Flow Cytometry Sample Preparation

Optimize your flow cytometry results with our sample preparation steps for flow cytometry experiments.

Flow cytometry sample preparation

As in any antibody-based technique, biological samples require preparation prior to staining and analysis. Cells require disassociation and are often fixed and permeabilized when analyzing cytoplasmic and nuclear proteins. Samples need to be washed after staining to remove any excess of unbound fluorescent reagents. Please refer to our experimental workflow (Figure 4) and sample preparation table (Table 3).

Figure 4. Experimental workflow for analyzing protein targets in flow cytometry

 

Table 3. Sample preparation steps in flow cytometry experiments.

Sample preparation step Description and tips
Cell dissociation
  • Adherent cells need to be detached prior to flow cytometry analysis using detaching agents, e.g., trypsin. Milder enzymes are frequently used for cell detachment in order to preserve plasma membrane receptors if they are a subject of analysis.
  • Use appropriate buffers to prevent cell clumping – avoid calcium and magnesium salts. If they are present, a chelating agent, e.g., EDTA, can be added to samples.
  • Tissue samples require more stringent disassociation methods – either mechanical or enzymatic (e.g., trypsin, collagenase).
Fixation
  • Advantageous for sample preservation but can increase autofluorescence levels.
  • Two types of fixatives available: alcohols (methanol or ethanol) and aldehydes (formaldehyde or glutaraldehyde).
Permeabilization
  • Necessary for staining of intracellular proteins.
  • Mild detergents, such as saponin or digitonin, are used for analysis of cytoplasmic proteins.
  • Harsher detergents, e.g., Triton X-100 or NP-40, need to be used for analysis of nuclear proteins to ensure permeability of both the plasma membrane and the nuclear envelope.
Incubation with fluorophores, dyes, or antibodies
  • Optimization of used concentrations needed to achieve best signal to noise ratio and to reduce non-specific binding.
  • Choice of dyes influences other steps (e.g., compatibility with used fixatives).
  • Careful design needed for multicolor analyses (see section 4).
Washing
  • It is necessary to remove remnants of fixatives, permeabilization agents, and unbound fluorophores.

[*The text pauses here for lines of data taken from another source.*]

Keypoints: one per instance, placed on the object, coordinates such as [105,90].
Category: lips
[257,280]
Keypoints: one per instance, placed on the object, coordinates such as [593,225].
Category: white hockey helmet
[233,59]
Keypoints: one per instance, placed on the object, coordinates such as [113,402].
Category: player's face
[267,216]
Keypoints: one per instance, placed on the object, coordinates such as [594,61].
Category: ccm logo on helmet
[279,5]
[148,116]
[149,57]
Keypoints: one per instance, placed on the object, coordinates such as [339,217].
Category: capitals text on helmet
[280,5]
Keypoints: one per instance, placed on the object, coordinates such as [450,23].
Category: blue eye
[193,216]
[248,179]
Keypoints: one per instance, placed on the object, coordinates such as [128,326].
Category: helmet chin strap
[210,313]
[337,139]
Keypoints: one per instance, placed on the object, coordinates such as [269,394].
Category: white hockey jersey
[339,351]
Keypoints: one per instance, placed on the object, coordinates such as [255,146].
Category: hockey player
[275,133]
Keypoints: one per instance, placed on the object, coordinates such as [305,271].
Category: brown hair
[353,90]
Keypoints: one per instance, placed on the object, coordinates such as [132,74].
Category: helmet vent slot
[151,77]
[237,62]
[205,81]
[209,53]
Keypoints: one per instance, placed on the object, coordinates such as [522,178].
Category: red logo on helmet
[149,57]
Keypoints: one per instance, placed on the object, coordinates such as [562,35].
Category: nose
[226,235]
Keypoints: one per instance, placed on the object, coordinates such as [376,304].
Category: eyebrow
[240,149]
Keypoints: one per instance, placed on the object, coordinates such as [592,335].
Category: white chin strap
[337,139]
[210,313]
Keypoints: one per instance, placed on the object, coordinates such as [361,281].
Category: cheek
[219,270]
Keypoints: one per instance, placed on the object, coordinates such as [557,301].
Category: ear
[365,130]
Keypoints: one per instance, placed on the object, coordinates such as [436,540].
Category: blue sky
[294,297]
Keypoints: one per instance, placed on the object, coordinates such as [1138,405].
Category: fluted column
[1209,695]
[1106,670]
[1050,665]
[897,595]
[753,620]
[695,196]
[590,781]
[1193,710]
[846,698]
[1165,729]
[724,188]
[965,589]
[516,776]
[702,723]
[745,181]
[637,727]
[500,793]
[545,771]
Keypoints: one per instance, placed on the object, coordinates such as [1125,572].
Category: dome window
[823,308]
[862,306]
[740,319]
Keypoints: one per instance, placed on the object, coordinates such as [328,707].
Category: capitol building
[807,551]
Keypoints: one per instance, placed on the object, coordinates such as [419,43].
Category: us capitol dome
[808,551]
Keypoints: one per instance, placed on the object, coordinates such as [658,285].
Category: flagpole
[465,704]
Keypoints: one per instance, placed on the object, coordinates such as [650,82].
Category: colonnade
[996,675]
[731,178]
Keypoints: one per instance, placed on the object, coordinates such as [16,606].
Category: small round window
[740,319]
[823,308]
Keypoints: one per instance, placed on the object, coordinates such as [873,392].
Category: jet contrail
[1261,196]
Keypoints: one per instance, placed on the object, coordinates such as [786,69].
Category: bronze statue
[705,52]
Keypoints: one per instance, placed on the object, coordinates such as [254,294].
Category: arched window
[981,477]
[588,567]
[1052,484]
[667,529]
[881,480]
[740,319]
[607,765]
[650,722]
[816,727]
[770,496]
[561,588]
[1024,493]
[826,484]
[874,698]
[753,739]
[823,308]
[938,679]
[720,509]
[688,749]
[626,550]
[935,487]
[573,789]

The proper execution of sample preparation steps helps to reduce noise and ensure good-quality data are obtained. The presence of many dead cells, cell clumps, and high cell autofluorescence can usually be avoided. For example, the presence of dead cells can be spotted by analyzing FSC vs SSC plots – dead cells have low FSC and high SSC compared to live cells. It is good practice to include viability dyes in experiments as this provides a definite method of excluding dead cells from analysis. Dead cells are particularly sticky to antibodies and can therefore significantly influence and falsify results if they are not excluded.

It is also important to optimize the dilutions of antibodies and other probes used for staining. This not only allows the saving of reagents but also reduces the background from non-specific binding. The correct dilution depends on the antibody affinity to the target and target abundance. Very high dilutions are recommended for abundant targets. As seen in Figure 5, it is possible to easily discriminate between CD4-positive and CD4-negative lymphocytes stained with even very high dilutions of the anti-CD4 antibody.

Figure 5. Dilution of antibodies for sample staining in flow cytometry.

1X10^6 human peripheral blood lymphocytes were surface-stained with APC-Mouse IgG2b isotype control (1) or APC-Anti-Human CD4 (APC-65134, clone OKT4) using 2-fold serial dilutions (2-10). Samples were not fixed.